LAVISH LA RAZA SEND-OFF: Hundreds of people gathered on April 27 for a gala honoring Raśl Yzaguirre, who retired after more than 30 years as head of the National Council of La Raza (NCLR). In attendance were members of Congress, corporate presidents, lobbyists, and other glitterati, who all agreed that Mr. Yzaguirre's hard work paid off not just for NCLR, but for Hispanics in general. Sandy Butler White, vice-president of the Business Women's Network, a Washington-based public affairs group that lobbies for diversity in the work place, recalled how Mr. Yzaguirre "shook things up" when he first arrived on the Washington political scene. "I remember many years ago when he came to a meeting as a brash, assertive, self-defined Hispanic man who said there would be a place for him at the table. Serape and all, he was there. I think anything that is in the vanguard of change always requires those assertive leaders who are willing to create discomfort so that we might have discourse." Under Mr. Yzaguirre's direction, NCLR grew into an organization whose budget and assets surpass $118 million. The group recently purchased a seven-story, state-of-the-art building near the White House in the capital city's lobbying corridor, cementing its place as a major player in Washington politics. "My dream has always been to have at least one institution in the Latino community that had real staying power, that had a constituency, that had the ability to make a difference, and I think we have that," Mr. Yzaguirre said at the gala.

JOB NUMBERS: Hispanic workers comprised almost half of all new jobs created last year in the United States, but are the only group of workers that experienced a wage decline for the last two years, according to a report by the Washington-based Pew Hispanic Center. Using data from the Bureau of Labor Statistics and the U.S. Census Bureau, the study, "Latino Labor Report, 2004," found that Hispanic workers accounted for more than one million of the 2.5 million new jobs created by the U.S. economy in 2004. However, the majority of new jobs obtained by Hispanic workers were low-wage occupations, and that on average, these workers earn 5 percent less than in 2003. The report also found that recently arrived Hispanic immigrants are the largest source of new workers.

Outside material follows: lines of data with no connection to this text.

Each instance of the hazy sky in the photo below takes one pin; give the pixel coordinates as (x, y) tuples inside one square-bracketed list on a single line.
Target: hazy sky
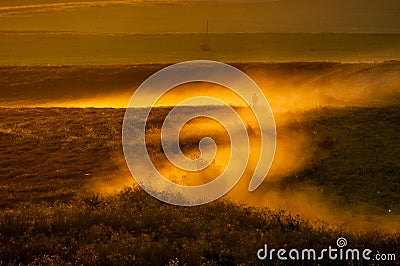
[(379, 16)]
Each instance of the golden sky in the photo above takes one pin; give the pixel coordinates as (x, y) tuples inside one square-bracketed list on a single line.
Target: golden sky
[(150, 16)]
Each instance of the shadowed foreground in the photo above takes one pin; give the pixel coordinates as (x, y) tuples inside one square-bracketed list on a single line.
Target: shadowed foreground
[(54, 161)]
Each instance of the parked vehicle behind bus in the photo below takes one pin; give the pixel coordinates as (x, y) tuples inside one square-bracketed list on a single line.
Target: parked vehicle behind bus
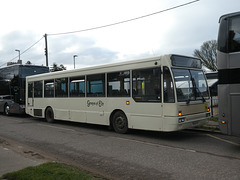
[(165, 93), (12, 86), (228, 62)]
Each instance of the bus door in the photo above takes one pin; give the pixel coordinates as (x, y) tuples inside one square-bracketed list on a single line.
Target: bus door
[(30, 100), (168, 94)]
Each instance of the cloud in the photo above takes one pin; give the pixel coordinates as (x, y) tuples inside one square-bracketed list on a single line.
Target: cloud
[(63, 48)]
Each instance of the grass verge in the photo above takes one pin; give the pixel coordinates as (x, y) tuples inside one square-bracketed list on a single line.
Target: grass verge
[(49, 171)]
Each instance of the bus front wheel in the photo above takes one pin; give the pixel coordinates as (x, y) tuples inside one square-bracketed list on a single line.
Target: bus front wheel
[(49, 115), (120, 122)]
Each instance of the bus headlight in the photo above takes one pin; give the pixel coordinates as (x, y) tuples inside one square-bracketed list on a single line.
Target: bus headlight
[(181, 120)]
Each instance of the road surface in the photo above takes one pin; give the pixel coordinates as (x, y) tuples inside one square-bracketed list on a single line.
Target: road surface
[(188, 154)]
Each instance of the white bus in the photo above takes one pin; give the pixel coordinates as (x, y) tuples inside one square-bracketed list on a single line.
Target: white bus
[(165, 93)]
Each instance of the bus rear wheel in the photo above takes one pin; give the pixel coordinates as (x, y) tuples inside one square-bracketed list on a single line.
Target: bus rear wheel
[(49, 115), (120, 122), (6, 110)]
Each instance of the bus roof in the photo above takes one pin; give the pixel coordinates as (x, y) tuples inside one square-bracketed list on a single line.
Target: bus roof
[(228, 15), (23, 65), (153, 60)]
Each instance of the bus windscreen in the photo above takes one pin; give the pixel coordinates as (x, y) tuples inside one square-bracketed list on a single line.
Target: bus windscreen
[(181, 61)]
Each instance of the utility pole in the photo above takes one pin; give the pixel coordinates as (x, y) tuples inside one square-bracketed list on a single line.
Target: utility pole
[(46, 49), (74, 56)]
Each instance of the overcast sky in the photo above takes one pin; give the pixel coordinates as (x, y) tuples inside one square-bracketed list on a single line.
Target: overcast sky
[(177, 31)]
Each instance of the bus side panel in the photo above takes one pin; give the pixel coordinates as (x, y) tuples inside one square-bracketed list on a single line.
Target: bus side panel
[(235, 123), (76, 108), (95, 111), (146, 116), (223, 106)]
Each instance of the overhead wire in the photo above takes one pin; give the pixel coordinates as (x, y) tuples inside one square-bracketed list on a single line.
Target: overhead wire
[(108, 25), (25, 50), (125, 21)]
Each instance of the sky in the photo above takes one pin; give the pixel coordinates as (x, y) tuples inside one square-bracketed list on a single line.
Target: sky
[(177, 31)]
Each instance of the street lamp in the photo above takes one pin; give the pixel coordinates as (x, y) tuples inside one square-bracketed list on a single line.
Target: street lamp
[(74, 56), (18, 53)]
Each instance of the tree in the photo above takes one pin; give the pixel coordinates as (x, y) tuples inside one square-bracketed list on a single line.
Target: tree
[(55, 67), (208, 54), (28, 62)]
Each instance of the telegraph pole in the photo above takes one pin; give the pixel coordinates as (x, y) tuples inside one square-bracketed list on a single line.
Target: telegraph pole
[(46, 49)]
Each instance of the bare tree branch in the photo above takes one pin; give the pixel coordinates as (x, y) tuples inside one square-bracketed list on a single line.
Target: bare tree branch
[(208, 54)]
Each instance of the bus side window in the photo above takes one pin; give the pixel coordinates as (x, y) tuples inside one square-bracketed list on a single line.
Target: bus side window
[(168, 86), (146, 85), (96, 85), (234, 35), (30, 89), (119, 84), (38, 89), (49, 88)]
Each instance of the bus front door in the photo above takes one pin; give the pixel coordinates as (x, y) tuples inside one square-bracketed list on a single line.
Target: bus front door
[(30, 100)]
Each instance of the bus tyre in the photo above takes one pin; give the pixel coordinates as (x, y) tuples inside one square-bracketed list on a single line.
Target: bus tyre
[(49, 115), (120, 122), (6, 109)]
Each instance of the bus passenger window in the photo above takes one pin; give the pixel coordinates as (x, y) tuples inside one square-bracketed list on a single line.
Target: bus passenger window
[(234, 35), (119, 84), (38, 89), (146, 85), (96, 85), (61, 87), (49, 88), (30, 89), (168, 88), (77, 86)]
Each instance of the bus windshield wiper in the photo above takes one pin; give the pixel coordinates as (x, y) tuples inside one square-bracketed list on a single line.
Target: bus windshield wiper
[(197, 90)]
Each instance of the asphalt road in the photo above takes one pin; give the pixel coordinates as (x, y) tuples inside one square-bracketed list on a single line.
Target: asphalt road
[(188, 154)]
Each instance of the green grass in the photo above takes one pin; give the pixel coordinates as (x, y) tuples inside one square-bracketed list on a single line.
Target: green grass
[(49, 171)]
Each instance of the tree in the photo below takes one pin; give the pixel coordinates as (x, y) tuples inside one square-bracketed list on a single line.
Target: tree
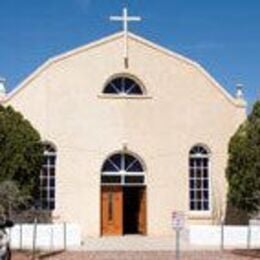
[(243, 171), (20, 154)]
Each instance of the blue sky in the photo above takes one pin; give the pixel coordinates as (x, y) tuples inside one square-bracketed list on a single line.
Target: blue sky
[(223, 36)]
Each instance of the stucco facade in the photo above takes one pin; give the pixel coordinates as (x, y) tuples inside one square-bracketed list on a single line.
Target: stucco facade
[(182, 106)]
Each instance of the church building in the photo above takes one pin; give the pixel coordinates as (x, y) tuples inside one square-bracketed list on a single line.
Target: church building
[(133, 132)]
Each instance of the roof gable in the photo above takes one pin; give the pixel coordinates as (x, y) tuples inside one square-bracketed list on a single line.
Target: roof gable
[(134, 37)]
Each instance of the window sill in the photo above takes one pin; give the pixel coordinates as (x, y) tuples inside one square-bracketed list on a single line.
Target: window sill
[(200, 214), (112, 96)]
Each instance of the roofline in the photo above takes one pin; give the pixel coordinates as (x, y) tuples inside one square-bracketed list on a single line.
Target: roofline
[(182, 58), (112, 37), (58, 58)]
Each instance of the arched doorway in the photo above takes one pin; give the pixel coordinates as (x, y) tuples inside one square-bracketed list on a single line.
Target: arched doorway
[(123, 195)]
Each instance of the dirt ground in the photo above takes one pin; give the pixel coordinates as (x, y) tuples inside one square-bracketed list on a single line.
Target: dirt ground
[(190, 255)]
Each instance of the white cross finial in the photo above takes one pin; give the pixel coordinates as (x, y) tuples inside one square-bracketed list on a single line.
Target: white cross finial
[(125, 19)]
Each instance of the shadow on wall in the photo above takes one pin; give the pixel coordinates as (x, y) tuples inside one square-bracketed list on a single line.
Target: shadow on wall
[(235, 216)]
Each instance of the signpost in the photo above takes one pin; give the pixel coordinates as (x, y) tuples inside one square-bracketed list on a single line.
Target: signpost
[(178, 222)]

PASSPORT REVIEW:President George W. Bush has ordered a review of a new plan to tighten entry rules at the borders, saying a Department of Homeland Security proposal which would require by 2008 that all U.S. citizens returning from travel to anywhere in Mexico, Canada, Panama, and the Caribbean carry a passport could "disrupt the honest flow of traffic," and that more flexibility should be exercised. "When I first read that in the newspaper about the need to have passports, particularly the day crossings that take place, about a million for instance in the state of Texas, I said, 'what's going on here?'" Mr. Bush said during a question-and-answer period after a keynote speech at the Association of Newspaper Executives convention. Currently, only 20 percent of U.S. citizens hold valid passports.